ModulatedConv+NoiseInjection

class StyledConv(nn.Module):
    def __init__(
            self,
            in_channel,
            out_channel,
            kernel_size,
            style_dim,
            upsample=False,
            blur_kernel=[1, 3, 3, 1],
            demodulate=True,
    ):
        super().__init__()
        self.conv = ModulatedConv2d(
            in_channel,
            out_channel,
            kernel_size,
            style_dim,
            upsample=upsample,
            blur_kernel=blur_kernel,
            demodulate=demodulate,
        )
        self.noise = NoiseInjection()
        self.activate = FusedLeakyReLU(out_channel)

    def forward(self, input, style, noise=None):
        out = self.conv(input, style)
        out = self.noise(out, noise=noise)
        out = self.activate(out)
        return out

（(3.2.1)）ModulatedConv2d：

类似EqualLinear，对于卷积核权重，先从标准正态分布采样、参数化，再在forward过程中通过缩放进行调整。而后按照前述原理，将隐层码映射为style，再对卷积核进行调制解调。

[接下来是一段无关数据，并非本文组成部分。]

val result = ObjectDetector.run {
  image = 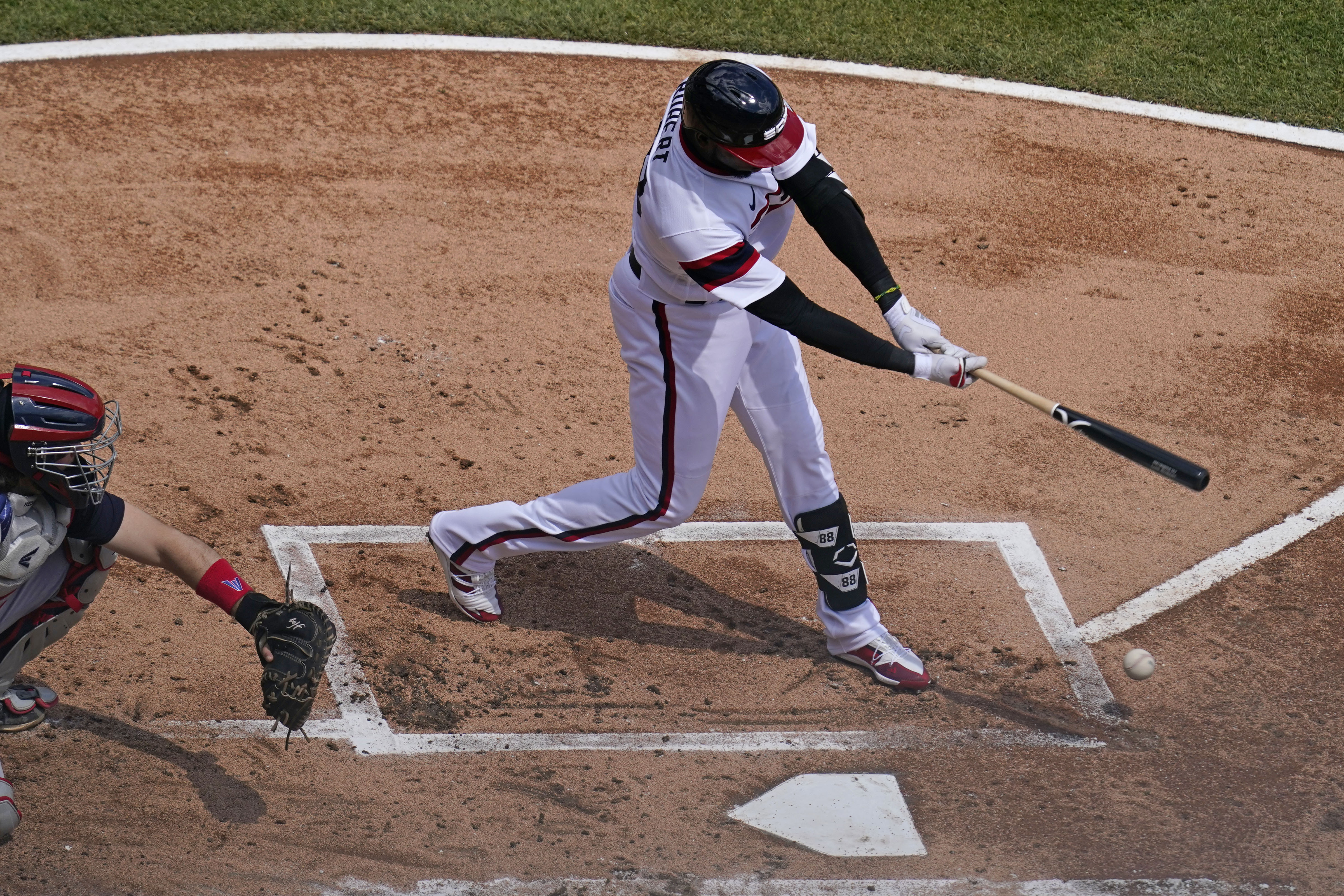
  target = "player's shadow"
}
[43,704,266,825]
[398,544,829,660]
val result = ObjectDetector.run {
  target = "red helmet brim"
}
[719,109,806,168]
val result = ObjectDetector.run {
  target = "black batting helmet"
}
[686,59,804,168]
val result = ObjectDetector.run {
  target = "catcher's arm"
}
[107,504,336,748]
[107,501,274,662]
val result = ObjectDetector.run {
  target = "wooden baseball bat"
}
[970,369,1208,492]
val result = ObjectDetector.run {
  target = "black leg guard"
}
[793,494,868,611]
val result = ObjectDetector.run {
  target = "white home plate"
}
[728,775,926,856]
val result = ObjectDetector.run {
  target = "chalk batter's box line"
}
[176,488,1344,754]
[210,522,1113,755]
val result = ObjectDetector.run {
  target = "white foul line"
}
[0,34,1344,151]
[321,876,1247,896]
[1078,486,1344,643]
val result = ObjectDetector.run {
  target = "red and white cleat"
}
[833,634,929,691]
[5,685,60,709]
[430,541,504,622]
[0,768,23,841]
[0,688,47,735]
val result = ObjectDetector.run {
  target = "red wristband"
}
[196,557,251,615]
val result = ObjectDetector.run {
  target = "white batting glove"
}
[911,352,989,388]
[883,295,984,360]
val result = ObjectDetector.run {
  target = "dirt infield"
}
[0,52,1344,893]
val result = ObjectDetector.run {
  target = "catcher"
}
[0,365,336,837]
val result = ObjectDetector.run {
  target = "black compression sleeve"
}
[66,492,126,545]
[747,277,915,374]
[780,156,899,305]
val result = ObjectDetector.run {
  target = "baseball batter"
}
[429,59,985,689]
[0,365,336,837]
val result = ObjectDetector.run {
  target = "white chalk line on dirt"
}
[1078,486,1344,643]
[245,522,1114,755]
[147,719,1106,756]
[321,872,1258,896]
[0,34,1344,151]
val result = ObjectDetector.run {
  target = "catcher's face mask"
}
[0,367,121,509]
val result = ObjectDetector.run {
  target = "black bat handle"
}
[1051,404,1208,492]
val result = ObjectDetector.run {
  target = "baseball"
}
[1125,648,1157,681]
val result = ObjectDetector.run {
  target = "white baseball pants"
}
[430,258,886,653]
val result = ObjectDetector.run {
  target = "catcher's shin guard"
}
[793,494,868,611]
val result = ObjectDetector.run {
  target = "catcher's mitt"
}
[247,592,336,750]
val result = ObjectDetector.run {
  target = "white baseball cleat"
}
[430,540,504,622]
[0,686,44,736]
[0,768,23,839]
[832,634,929,691]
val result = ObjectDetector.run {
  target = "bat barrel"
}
[1051,404,1208,492]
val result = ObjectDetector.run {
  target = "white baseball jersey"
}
[632,83,817,308]
[429,85,886,653]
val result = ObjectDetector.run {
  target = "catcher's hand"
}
[246,592,336,748]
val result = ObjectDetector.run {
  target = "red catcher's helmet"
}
[0,365,121,509]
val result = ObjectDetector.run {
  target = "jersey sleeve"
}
[667,228,784,308]
[66,492,126,545]
[771,122,818,180]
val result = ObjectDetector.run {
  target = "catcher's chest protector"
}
[0,539,117,693]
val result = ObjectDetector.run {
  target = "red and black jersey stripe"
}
[452,302,676,566]
[681,243,761,289]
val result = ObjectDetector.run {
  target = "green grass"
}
[0,0,1344,130]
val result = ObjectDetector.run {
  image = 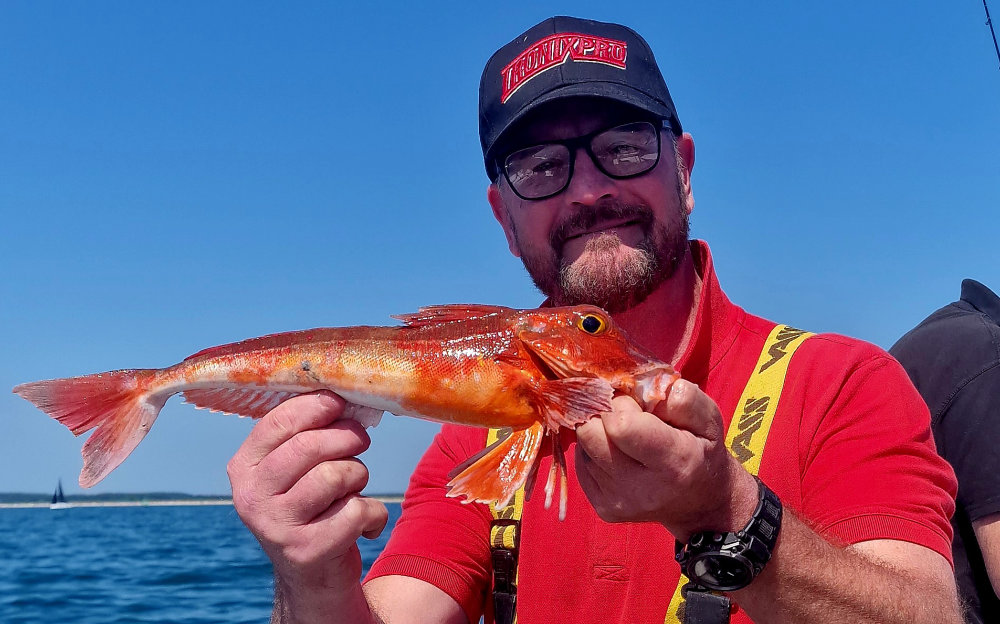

class ModulatedConv2d(nn.Module):
    def __init__(
            self,
            in_channel,
            out_channel,
            kernel_size,
            style_dim,
            demodulate=True,
            upsample=False,
            downsample=False,
            blur_kernel=[1, 3, 3, 1],
    ):
        super().__init__()

        self.eps = 1e-8
        self.kernel_size = kernel_size
        self.in_channel = in_channel
        self.out_channel = out_channel
        self.upsample = upsample
        self.downsample = downsample

        if upsample:
            factor = 2
            p = (len(blur_kernel) - factor) - (kernel_size - 1)  # p=3-kernel_size
            pad0 = (p + 1) // 2 + factor - 1
            pad1 = p // 2 + 1

            self.blur = Blur(blur_kernel, pad=(pad0, pad1), upsample_factor=factor)

        if downsample:
            factor = 2
            p = (len(blur_kernel) - factor) + (kernel_size - 1)  # p=kernel_size+1
            pad0 = (p + 1) // 2
            pad1 = p // 2

            self.blur = Blur(blur_kernel, pad=(pad0, pad1))

        fan_in = in_channel * kernel_size ** 2
        self.scale = 1 / math.sqrt(fan_in)
        self.padding = kernel_size // 2

        self.weight = nn.Parameter(
            torch.randn(1, out_channel, in_channel, kernel_size, kernel_size)
        )

        self.modulation = EqualLinear(style_dim, in_channel, bias_init=1)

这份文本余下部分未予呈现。